Artinya : ‘Kemudian, pertama Dia (Allah Swt) melarang mereka untuk menjadikan kebencian berbuat tidak adil, kemudian mulai menjelaskan perintah berbuat adil secara tegas… di sini ada peringatan secara tegas adanya kewajiban berbuat adil terhadap orang-orang kafir yang notabenenya musuh Allah Swt, lantas bagaimana kewajiban adil terhadap orang mukmin yang notabenenya kekasih Allah Swt?. (Imam Fkhrudin Ar-Razi, Tafsir Mafatihul Ghaib, [Kairo : Dal Al-Hadits, 2012] juz 6, hal. 168).

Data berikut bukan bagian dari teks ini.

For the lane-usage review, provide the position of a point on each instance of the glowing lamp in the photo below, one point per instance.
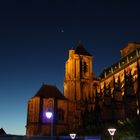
(72, 135)
(111, 132)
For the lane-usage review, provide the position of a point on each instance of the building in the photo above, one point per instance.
(88, 100)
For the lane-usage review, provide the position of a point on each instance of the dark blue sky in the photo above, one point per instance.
(33, 48)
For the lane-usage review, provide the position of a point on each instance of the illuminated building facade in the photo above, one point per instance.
(88, 101)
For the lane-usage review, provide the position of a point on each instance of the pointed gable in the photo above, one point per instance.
(81, 50)
(49, 91)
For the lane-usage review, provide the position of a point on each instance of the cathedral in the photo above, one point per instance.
(88, 100)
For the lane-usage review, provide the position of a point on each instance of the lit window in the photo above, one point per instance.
(60, 115)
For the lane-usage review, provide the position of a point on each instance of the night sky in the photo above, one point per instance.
(35, 37)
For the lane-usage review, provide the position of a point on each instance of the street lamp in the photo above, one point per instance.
(49, 115)
(111, 132)
(73, 135)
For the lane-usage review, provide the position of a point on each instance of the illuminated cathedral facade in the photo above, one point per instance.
(88, 100)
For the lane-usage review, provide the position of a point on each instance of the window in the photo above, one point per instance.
(85, 67)
(60, 114)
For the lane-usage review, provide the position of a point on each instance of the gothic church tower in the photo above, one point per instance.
(78, 75)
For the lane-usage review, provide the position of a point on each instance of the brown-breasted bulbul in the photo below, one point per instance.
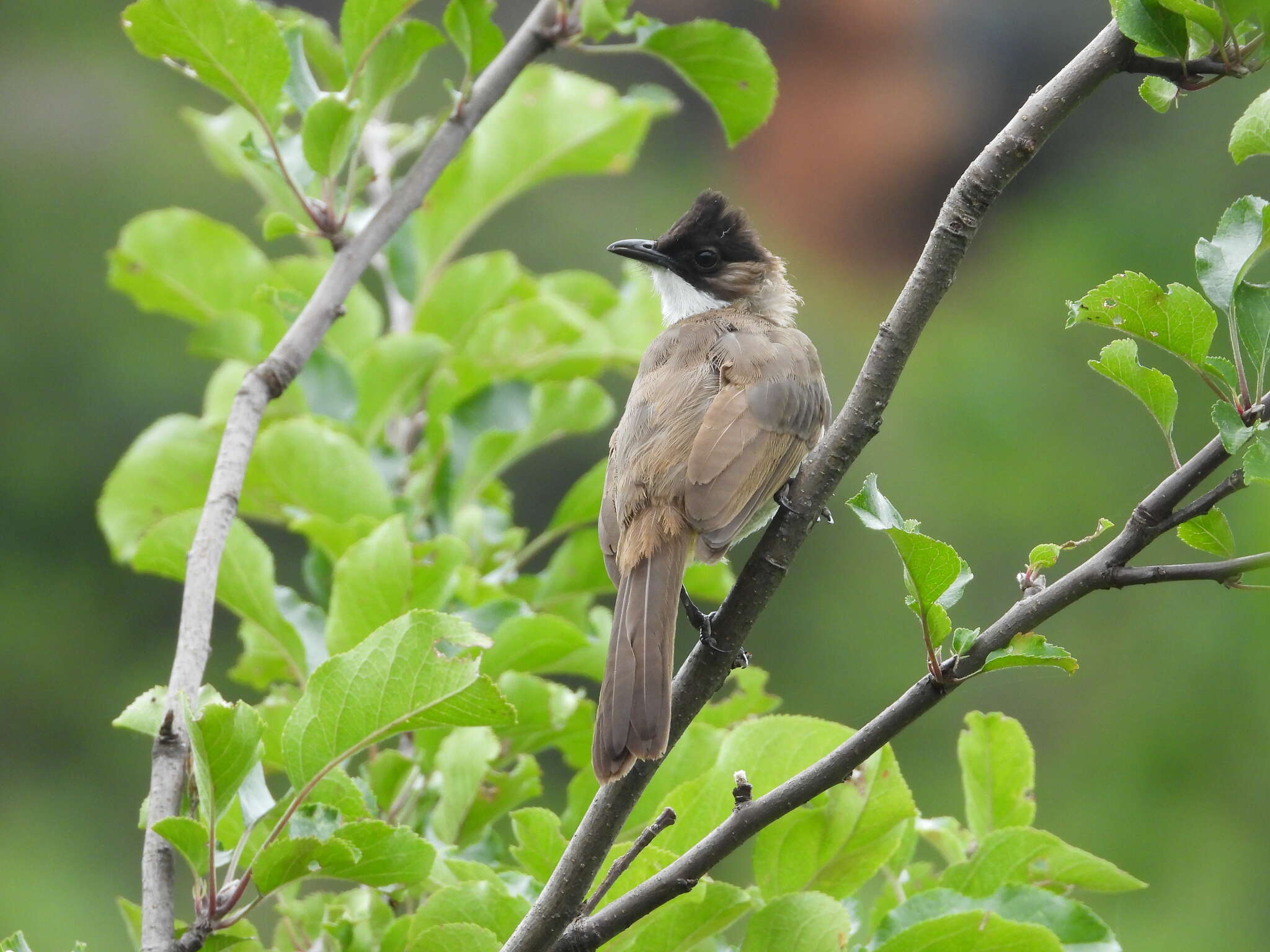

Kenaikan PPN menjadi 12% memiliki implikasi yang kompleks terhadap keadilan sosial di Indonesia. Meskipun bertujuan untuk meningkatkan penerimaan negara, kebijakan ini harus diimbangi dengan langkah-langkah yang melindungi kelompok rentan dan memastikan bahwa keadilan sosial tetap menjadi prioritas. Pemerintah perlu mendengarkan aspirasi masyarakat dan menerapkan kebijakan yang adil dan berkelanjutan.